Hey Ginny, I quite like your description of fever and illness, and I would like to take it even further, beyond the level of the individual, to the level of the nation and suggest that Marias has performed a national diagnostic that hints at a national illness. It’s that persistent blood stain, and the recurring image of the languid murmering river, which connects like a thread to the past, as well as what I’ve come to learn about the context in which the novel was written. I believe the work is overshadowed, and influenced by what has come to be referred to in Spain as the pact of forgetting, wherebye Franco’s friends and foes agreed to a mutually benificial amnesty law, in effect putting the past to one side during the transition to democracy. Yet, despite these efforts to bury the past in the interest of reconciliation, many victims of Franco’s purges continue to be unearthed in mass graves. All of which seems to lead to an inexorible situation, like an illness, that proves tenacious and hard to recover from, to heal from and to move beyond–like Deza’s father managed to do.
I too checked out From Russia With Love, and can see some parallels with Marias’ novel. Specifically, it’s mention of the ultra secretive and dangerous branch of the Soviet secret police that supervises and controls the bureau that will eventually be known as the KGB. I guess I am just wondering if the reference to Ian Flemming’s novel has any significance regarding Marias’s indications that all writing is inherently political–as Deza’s, feverish, insistence about the persistence of fascist thought and fascist authors and poets, seems to demonstrate.
Language & style: I am really enjoying Marias, and am glad I am reading the book with a group, which forces me to slow down and avoid just gulping down this book. I’m especially interested in his frequent use of the word “ingenuous” so far. I wish I had started counting when it first popped up. It pricks up my ears to see it used so often. . .it heightens my anticipation of lots of betrayals and disillusionment ahead.
Fever, Spear: I think the above comments’ ideas about the Fever are quite good. I find myself puzzling over the spear.
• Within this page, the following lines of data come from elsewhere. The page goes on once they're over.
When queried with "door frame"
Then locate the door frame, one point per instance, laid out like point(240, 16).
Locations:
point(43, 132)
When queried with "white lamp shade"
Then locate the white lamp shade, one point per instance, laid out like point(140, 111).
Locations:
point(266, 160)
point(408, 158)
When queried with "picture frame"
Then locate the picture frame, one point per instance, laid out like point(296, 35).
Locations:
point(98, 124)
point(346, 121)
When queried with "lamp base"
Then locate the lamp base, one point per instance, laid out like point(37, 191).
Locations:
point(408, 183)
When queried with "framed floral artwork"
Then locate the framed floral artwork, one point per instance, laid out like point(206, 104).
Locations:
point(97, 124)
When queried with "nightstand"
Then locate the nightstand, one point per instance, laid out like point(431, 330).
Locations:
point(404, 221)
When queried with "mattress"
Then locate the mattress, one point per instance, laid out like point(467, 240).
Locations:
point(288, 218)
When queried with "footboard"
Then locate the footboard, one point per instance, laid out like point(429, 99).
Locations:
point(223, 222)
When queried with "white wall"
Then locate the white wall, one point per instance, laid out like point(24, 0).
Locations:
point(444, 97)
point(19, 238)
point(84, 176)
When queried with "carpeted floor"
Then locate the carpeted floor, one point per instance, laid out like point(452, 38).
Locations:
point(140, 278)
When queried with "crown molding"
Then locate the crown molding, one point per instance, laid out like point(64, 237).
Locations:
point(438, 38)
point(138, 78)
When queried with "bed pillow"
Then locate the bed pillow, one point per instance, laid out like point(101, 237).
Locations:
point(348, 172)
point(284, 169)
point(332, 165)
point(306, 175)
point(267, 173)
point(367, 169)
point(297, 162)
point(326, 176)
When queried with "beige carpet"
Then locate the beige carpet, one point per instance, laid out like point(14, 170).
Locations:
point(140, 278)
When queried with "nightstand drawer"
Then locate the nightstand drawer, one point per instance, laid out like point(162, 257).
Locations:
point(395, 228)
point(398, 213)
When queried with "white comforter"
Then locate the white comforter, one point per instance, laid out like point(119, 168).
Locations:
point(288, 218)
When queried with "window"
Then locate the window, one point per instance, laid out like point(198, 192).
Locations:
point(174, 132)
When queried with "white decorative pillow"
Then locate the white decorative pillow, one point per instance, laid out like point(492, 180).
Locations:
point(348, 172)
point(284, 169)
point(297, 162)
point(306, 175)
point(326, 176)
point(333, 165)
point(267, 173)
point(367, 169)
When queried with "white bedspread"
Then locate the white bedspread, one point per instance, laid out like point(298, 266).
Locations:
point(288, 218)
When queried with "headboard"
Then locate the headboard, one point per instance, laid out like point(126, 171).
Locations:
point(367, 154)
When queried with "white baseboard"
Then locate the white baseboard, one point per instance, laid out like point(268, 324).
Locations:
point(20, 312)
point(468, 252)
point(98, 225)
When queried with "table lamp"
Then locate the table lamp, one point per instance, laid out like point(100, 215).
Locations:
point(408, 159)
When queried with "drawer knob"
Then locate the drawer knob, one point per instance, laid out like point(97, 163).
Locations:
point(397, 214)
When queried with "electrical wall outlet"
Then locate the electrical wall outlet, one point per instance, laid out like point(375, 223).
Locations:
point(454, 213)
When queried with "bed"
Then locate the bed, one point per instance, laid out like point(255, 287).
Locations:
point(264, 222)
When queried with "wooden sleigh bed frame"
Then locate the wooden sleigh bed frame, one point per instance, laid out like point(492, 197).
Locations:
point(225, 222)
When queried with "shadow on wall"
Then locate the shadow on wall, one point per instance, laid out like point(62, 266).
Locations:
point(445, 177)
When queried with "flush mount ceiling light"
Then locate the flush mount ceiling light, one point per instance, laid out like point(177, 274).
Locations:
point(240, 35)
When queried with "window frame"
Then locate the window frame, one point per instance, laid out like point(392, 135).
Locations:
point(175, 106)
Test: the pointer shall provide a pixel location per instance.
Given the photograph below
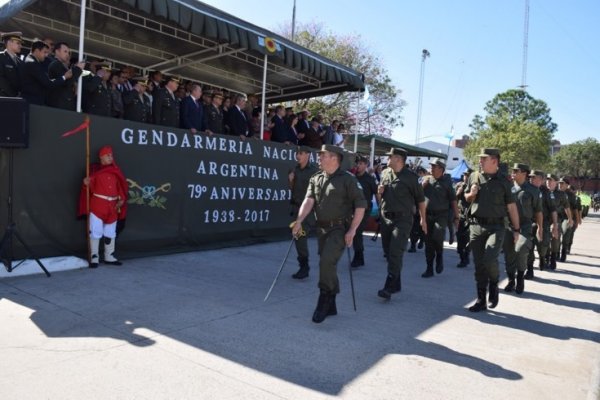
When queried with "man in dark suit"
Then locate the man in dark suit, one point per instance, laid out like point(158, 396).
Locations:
point(9, 62)
point(165, 106)
point(63, 96)
point(97, 98)
point(238, 122)
point(35, 83)
point(192, 112)
point(279, 132)
point(137, 105)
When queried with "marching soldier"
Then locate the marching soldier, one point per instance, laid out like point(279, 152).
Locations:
point(298, 179)
point(563, 211)
point(137, 105)
point(339, 206)
point(369, 187)
point(529, 207)
point(9, 62)
point(165, 106)
point(491, 198)
point(441, 198)
point(549, 228)
point(397, 194)
point(462, 233)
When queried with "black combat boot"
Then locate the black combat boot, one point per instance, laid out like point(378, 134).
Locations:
point(323, 307)
point(494, 296)
point(520, 282)
point(563, 254)
point(510, 286)
point(358, 260)
point(304, 268)
point(553, 258)
point(480, 305)
point(392, 285)
point(439, 263)
point(529, 273)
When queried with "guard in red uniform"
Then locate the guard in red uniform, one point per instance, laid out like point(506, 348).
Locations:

The sentence at the bottom of page 159, through the top of 160, which equates “the point of the spear” with. . . well, I’m actually too confused by this sentence to parse it here. But in any case, the word spear makes me think of Christ on the cross, and the soldier raising his spear to stick his side. (Too many trips through the stations of the cross in my younger days? Possibly.) But of course, as Marias states a bit later, Judas is the ultimate turncoat friend, so maybe there’s something to that resonance.
I’m looking forward to the next thread about this book. I’m almost done and the last 100 pages have been a miracle.
Hey all: a lot of great comments here. I like the Bond scene that Maylin describes for us. So much of it seems pertinent to these books, from the man following Bond through the garden at night to the fact that it’s not actually Bond but another man in a mask. It seems to capture a lot of the feel of the book, the feel of menace and secrets beneath even the most quotidian of settings, the sensation of thinking you know someone only to see that person unmasked (which happens very emphatically, for instance, with Wheeler).